Since the Lightning interviewed Kelley in mid-December, Congress passed and President Biden signed a $110 billion disaster aid bill that will channel relief payments to Western North Carolina. But Kelley says farmers tend not to be comforted by headlines about a bill made by politicians until they see details.

“The growers would like them to understand that it’s their future on the line, it’s their lifeblood on the line,” he says. “They’re worried, they’re concerned, and rightly so.

“Bottom line is, we have faced something that we’ve never faced before, and we’ll hopefully never face again. And we just look at it as one of those situations where we’re going to have to rely on our government to help us get back into business. If everybody has to just pick up and go on their own with what they’ve got, there’s not many of them able to do that.”

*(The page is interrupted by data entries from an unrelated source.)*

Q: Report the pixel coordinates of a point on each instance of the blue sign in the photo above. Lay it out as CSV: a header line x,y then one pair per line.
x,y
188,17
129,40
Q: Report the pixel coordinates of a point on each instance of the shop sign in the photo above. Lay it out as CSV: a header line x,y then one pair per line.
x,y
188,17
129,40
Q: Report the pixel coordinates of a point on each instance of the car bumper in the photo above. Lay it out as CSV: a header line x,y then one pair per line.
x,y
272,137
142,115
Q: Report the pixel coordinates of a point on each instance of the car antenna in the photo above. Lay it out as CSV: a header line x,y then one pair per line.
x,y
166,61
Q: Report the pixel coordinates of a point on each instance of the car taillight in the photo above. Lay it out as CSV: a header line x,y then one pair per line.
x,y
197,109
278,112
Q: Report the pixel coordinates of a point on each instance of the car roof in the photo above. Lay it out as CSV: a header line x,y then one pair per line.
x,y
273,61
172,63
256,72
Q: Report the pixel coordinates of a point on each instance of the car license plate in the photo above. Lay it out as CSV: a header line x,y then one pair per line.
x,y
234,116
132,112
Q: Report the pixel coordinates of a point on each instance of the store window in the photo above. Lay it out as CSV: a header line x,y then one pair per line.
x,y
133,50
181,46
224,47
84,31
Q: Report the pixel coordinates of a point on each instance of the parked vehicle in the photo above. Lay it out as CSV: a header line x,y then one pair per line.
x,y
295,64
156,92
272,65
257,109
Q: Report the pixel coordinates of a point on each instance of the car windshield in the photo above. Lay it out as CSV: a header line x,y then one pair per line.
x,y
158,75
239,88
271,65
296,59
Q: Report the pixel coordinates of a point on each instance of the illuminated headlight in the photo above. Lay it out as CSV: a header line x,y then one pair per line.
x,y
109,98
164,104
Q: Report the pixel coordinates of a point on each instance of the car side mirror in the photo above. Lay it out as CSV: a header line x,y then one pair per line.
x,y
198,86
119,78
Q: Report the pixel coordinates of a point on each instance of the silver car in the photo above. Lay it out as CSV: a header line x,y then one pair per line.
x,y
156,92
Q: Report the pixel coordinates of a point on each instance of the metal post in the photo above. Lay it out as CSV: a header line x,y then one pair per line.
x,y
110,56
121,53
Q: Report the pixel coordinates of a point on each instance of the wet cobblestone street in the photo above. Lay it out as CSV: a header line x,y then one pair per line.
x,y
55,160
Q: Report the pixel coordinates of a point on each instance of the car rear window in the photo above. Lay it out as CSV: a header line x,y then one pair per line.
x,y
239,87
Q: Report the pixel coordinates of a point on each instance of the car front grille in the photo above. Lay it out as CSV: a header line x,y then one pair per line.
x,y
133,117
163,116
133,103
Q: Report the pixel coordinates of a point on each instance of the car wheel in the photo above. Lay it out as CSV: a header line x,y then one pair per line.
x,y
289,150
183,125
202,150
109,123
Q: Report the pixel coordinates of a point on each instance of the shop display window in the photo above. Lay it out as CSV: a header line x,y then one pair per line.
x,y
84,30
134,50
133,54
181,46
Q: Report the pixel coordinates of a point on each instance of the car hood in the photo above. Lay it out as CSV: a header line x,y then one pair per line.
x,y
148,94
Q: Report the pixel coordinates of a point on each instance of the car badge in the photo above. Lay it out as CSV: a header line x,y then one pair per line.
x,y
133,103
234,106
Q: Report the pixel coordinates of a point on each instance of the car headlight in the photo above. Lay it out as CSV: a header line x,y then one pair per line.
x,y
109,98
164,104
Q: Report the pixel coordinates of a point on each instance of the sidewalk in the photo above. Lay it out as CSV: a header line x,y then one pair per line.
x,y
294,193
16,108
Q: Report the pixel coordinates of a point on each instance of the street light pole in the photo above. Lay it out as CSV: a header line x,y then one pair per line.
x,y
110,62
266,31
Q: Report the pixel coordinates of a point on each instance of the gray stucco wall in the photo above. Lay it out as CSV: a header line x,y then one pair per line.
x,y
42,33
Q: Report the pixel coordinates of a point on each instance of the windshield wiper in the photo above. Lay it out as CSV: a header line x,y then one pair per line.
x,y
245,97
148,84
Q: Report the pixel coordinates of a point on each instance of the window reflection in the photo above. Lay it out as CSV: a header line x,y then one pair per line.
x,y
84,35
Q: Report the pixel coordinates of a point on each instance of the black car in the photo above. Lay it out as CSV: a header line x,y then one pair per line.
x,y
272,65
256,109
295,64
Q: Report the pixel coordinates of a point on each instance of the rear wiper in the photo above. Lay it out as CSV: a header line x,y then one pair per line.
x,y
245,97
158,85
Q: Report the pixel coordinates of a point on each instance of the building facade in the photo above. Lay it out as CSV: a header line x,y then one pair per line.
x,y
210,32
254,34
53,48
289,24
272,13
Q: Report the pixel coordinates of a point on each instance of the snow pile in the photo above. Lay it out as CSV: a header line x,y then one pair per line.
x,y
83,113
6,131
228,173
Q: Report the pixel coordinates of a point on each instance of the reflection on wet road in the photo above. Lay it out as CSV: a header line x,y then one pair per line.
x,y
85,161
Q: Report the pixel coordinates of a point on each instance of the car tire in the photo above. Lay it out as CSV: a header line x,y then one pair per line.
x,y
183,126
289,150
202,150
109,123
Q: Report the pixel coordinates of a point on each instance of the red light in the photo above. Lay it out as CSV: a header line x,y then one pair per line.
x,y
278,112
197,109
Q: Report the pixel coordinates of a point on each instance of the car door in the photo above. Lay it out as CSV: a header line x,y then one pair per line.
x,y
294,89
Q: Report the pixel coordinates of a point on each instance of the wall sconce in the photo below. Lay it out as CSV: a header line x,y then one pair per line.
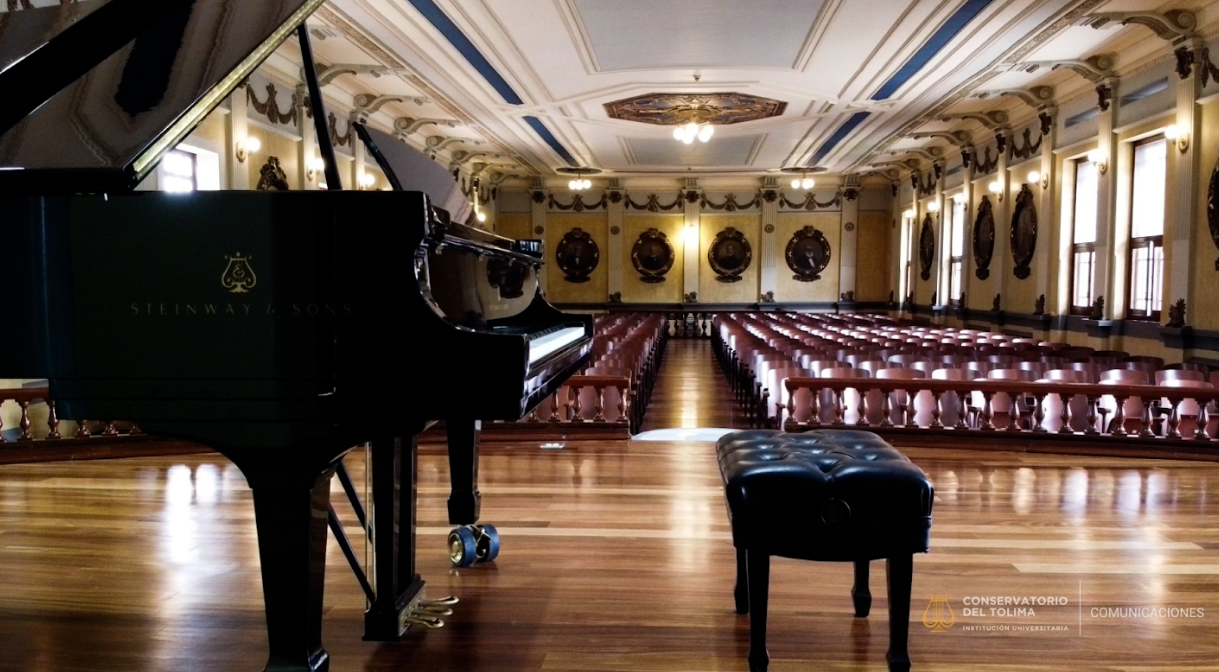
x,y
246,146
1095,156
1174,133
313,166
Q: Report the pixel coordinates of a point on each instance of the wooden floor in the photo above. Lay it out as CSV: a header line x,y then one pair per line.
x,y
617,557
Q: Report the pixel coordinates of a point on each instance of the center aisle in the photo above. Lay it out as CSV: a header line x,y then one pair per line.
x,y
691,390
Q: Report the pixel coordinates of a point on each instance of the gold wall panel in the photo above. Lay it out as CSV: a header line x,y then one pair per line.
x,y
558,290
872,257
634,290
745,290
789,289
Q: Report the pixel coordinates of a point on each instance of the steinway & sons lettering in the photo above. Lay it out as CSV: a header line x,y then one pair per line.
x,y
239,310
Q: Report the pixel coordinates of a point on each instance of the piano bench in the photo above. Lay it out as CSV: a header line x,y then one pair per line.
x,y
833,495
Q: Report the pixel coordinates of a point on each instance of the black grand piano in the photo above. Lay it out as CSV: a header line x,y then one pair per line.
x,y
279,328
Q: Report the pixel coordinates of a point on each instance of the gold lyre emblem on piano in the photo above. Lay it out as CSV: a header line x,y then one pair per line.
x,y
238,276
938,616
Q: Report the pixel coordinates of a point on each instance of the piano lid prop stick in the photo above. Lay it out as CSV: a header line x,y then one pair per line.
x,y
319,121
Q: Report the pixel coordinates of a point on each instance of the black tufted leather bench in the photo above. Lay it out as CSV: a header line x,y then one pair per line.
x,y
831,494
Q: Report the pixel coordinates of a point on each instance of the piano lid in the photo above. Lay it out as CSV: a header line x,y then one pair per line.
x,y
410,170
151,71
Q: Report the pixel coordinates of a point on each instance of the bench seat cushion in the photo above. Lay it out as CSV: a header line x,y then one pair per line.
x,y
828,494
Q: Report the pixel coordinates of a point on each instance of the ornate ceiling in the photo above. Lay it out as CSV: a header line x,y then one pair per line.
x,y
533,85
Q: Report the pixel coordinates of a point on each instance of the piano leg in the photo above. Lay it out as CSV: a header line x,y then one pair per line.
x,y
468,543
465,499
399,588
291,522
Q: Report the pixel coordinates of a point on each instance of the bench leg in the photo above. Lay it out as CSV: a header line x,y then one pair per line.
x,y
860,592
900,573
760,588
741,593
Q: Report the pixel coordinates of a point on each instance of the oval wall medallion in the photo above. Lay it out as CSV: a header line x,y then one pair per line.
x,y
577,255
984,238
652,255
1024,232
927,248
1213,207
729,255
807,254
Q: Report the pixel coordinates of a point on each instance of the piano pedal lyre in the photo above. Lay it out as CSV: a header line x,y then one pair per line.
x,y
473,543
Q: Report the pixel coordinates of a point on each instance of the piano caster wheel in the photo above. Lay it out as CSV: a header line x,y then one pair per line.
x,y
488,543
462,546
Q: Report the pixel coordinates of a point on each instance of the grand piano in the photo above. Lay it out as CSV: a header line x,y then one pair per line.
x,y
279,328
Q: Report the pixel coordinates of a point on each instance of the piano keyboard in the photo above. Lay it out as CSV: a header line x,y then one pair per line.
x,y
545,344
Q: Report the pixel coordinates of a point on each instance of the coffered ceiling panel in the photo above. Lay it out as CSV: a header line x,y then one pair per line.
x,y
656,34
733,151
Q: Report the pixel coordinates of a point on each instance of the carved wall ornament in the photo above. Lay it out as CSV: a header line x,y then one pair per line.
x,y
271,176
270,107
652,255
577,255
811,201
807,254
984,238
1103,96
1213,207
577,204
1097,311
673,109
927,248
730,204
1024,232
335,139
729,255
1176,315
1029,145
653,204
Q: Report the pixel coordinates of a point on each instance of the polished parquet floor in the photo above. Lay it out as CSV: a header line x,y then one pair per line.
x,y
617,557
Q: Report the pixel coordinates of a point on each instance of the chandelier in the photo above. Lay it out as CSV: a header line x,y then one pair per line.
x,y
689,132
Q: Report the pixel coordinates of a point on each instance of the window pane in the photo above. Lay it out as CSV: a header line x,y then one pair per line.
x,y
1085,201
1147,206
958,228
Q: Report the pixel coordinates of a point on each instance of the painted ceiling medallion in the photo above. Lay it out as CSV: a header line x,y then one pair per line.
x,y
679,109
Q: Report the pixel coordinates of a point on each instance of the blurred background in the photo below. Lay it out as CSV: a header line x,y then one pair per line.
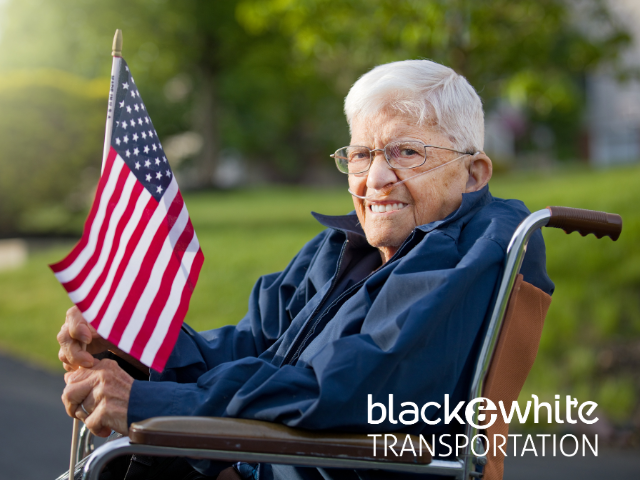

What’s really at stake is not whether farmers are made whole for their 2024 crop loss, or even whether they can plant a crop in 2025. The damage is so great that the future of farming may well hang in the balance. A freeze that wipes out the season’s crop doesn’t also wreck the growers’ tractors, sheds and roads and wash away their future source of revenue — the trees themselves.

“It makes the recovery that much harder and that much longer,” Kelley says. “A lot of people have to question, how are they going to move forward? We’ve got an aging farmer population in this county, and I’m sure some of them are thinking, ‘Am I going to come back from this and continue to deal with all the problems that farming brings?’ They’re valid questions that people are asking right now.”